Marcel Louis Joseph Têtu (30 October 1888 - 15 December 1983) was a general of the French Air Force during World War II.

==Early life==
Marcel Têtu was born in Chalon-sur-Saône, France on 30 October 1888, and he entered the French Army artillery and the air corps after graduating from the École Polytechnique in 1908.

Promoted to the rank of général de corps aérien (lieutenant general), he was appointed second in command to the Air Force Chief of Staff, General Joseph Vuillemin, by the left-wing minister Guy La Chambre.

==World War II==
Têtu commanded the Cooperative Air Force during the Battle of France in 1940, leading both British Royal Air Force, including the British Air Forces in France, and French Air Force planes against the German Luftwaffe. He was responsible for liaison between land and air forces for the Théâtre d'Opérations du Nord-Est (North-eastern Theatre of Operations) under General Alphonse Georges. The Theatre of Operations consisted of three army groups; one of four armies (Army Group 1), one of three armies (Army Group 2) and one of one army and reserves (3rd Army Group (France)).

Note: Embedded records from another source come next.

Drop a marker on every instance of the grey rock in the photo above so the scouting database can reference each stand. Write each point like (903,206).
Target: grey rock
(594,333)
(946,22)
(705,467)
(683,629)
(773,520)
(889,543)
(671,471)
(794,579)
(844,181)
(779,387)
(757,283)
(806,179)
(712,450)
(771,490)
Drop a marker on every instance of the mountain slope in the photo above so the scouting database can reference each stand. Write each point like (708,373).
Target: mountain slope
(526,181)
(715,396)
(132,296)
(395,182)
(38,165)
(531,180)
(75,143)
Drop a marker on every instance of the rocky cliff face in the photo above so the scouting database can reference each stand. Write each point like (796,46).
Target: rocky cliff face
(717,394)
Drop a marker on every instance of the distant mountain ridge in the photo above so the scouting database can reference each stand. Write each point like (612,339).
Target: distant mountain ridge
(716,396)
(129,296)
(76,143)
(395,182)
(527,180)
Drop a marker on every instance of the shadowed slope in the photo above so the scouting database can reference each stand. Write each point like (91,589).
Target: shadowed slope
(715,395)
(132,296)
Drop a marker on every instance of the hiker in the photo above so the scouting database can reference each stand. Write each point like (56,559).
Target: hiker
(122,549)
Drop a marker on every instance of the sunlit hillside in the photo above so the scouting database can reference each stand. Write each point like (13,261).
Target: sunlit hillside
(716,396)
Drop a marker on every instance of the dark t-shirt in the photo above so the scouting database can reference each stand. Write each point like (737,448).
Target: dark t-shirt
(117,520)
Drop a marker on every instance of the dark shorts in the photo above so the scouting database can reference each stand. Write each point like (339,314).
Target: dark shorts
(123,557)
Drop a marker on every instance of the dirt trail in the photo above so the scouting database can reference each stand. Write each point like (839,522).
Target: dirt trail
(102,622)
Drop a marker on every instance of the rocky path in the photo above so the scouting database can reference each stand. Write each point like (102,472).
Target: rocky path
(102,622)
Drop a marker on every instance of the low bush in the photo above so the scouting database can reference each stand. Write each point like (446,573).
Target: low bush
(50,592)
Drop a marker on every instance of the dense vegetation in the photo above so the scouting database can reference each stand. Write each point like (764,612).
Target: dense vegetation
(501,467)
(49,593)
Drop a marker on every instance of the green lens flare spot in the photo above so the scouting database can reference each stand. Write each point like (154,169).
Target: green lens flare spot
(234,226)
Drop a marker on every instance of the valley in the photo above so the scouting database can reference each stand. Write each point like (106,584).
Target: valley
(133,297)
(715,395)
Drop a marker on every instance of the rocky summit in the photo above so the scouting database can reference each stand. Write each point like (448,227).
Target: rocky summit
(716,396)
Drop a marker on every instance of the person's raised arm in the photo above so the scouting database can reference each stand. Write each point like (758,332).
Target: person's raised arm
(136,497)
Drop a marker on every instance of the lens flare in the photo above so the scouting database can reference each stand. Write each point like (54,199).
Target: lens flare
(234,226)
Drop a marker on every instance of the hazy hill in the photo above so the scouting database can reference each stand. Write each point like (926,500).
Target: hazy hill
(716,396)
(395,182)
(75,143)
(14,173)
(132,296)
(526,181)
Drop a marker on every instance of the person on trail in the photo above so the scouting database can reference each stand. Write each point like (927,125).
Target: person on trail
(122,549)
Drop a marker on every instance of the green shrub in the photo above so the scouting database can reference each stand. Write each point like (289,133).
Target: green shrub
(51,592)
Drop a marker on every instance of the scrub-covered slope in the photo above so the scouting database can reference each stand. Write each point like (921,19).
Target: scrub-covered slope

On 22 June 1940, he pledged his loyalty to Vichy France, and he became a colonial administrator in Gabon as Deputy Governor General of French Equatorial Africa. In October 1940, Gaullist Free French forces invaded Gabon, and Têtu was forced to surrender at Libreville on 9 November. Têtu refused to join the Free French, and he was interned in a prisoner-of-war camp for two years. He died in Nice in 1983 at the age of 95.